The success of the Strangler-Fiend double bill led to a deal with MGM and First Man Into Space was mostly shot around Hampstead Heath. Gordon then announced that Karloff would star in Dracula's Revenge but back-pedalled when he discovered that Universal owned the character rights and had licensed them to Hammer.

MGM's management reorganisation held up the distribution of the spy drama The Secret Man and the production of Corridors of Blood, about a doctor (Karloff) who becomes addicted to anaesthetic. MGM's money and facilities gave it and impressive look, but they forced a more lurid tone and then didn't know quite what to do with it. It was released in 1962 in a double bill with Werewolf in a Girl's Dormitory.

From now on Gordon would take a screen credit – he had previously been anonymous to get around the British quota system. Sidney J Furie was signed to direct 1965's Devil Doll, a twist on the haunted ventriloquist's dummy story, but left for Cliff Richard's Wonderful Life. Nevertheless, according to Gordon he "was very much around – [and] kept an eye on things" as Lindsay Shonteff took over. The poorer Curse of the Voodoo (1966) shows Shonteff without Furie's guiding hand.

Island of Terror and The Projected Man were shot simultaneously in 1966. Thankfully the former, directed by Hammer's Terence Fisher and starring Peter Cushing, ran smoothly: The Projected Man needed Gordon's attention as it ran over budget and schedule.

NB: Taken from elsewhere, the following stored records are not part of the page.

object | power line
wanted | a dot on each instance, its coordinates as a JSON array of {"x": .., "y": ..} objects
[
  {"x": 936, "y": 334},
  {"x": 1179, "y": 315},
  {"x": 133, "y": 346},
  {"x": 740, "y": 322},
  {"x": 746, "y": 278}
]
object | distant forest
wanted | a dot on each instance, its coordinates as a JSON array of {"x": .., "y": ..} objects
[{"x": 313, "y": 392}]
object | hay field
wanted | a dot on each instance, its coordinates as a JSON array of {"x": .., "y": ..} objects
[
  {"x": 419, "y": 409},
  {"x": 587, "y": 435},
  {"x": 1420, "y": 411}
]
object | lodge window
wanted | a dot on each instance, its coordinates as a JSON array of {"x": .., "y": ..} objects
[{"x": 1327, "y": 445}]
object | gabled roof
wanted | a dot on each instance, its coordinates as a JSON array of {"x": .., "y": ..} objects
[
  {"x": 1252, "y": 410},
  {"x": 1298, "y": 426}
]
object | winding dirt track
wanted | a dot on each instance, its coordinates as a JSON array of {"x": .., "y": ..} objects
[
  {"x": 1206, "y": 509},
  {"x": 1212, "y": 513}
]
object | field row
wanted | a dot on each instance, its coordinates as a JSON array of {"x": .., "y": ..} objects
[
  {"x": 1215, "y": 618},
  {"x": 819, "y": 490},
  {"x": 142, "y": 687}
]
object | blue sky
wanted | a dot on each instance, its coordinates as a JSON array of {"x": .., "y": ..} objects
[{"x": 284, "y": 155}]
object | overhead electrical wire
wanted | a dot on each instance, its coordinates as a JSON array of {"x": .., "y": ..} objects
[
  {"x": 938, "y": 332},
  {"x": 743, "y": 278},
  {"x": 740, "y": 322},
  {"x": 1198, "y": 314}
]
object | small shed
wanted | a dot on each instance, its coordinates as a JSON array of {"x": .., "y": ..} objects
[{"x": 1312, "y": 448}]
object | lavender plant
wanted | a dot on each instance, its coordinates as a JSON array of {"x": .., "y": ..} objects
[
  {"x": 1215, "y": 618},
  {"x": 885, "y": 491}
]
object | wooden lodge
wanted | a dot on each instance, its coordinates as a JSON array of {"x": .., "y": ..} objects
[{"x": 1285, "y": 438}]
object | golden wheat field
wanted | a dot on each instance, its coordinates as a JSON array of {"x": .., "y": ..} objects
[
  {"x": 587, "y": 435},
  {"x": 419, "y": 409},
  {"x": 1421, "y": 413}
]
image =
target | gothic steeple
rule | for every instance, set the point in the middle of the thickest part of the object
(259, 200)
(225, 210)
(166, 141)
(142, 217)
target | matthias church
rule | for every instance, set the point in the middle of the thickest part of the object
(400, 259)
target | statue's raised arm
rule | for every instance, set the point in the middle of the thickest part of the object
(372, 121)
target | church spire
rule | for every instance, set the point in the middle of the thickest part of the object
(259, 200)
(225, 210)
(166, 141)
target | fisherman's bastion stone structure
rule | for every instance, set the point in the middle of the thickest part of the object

Gordon was good friends with the counter-culture filmmaker Antony Balch. Their Secrets of Sex (1970), a set of erotic and horror sketches, was hugely successful in Britain but had to be cut in the US where, shortened and retitled Tales of the Bizarre, it supported Gordon's Tower of Evil. Balch and Gordon reunited for Horror Hospital (1973). In true exploitation style, after agreeing it was a good title they got a script written to match, making a comedy-horror featuring a fictional pop group.

The old dark-house story The Cat and the Canary (1978) was Gordon's most expensive film, in part because of actors including Edward Fox. Honor Blackman, Wendy Hiller and Daniel Massey, though they were hired for the minimum period necessary: Wilfred Hyde-White was on set for one day.

Gordon's last film was Inseminoid (1981), an interstellar-archaeology horror partly filmed in Chiselhurst Caves. When an alien rapes a crew member she begins killing her colleagues. Disillusioned by the demand for increasingly graphic films, Gordon retired but continued to enjoy the attention of fans, attending conventions and writing illuminating letters to the cinema press.

Richard Gordon, film producer: born London 31 December 1925; died New York 1 November 2011.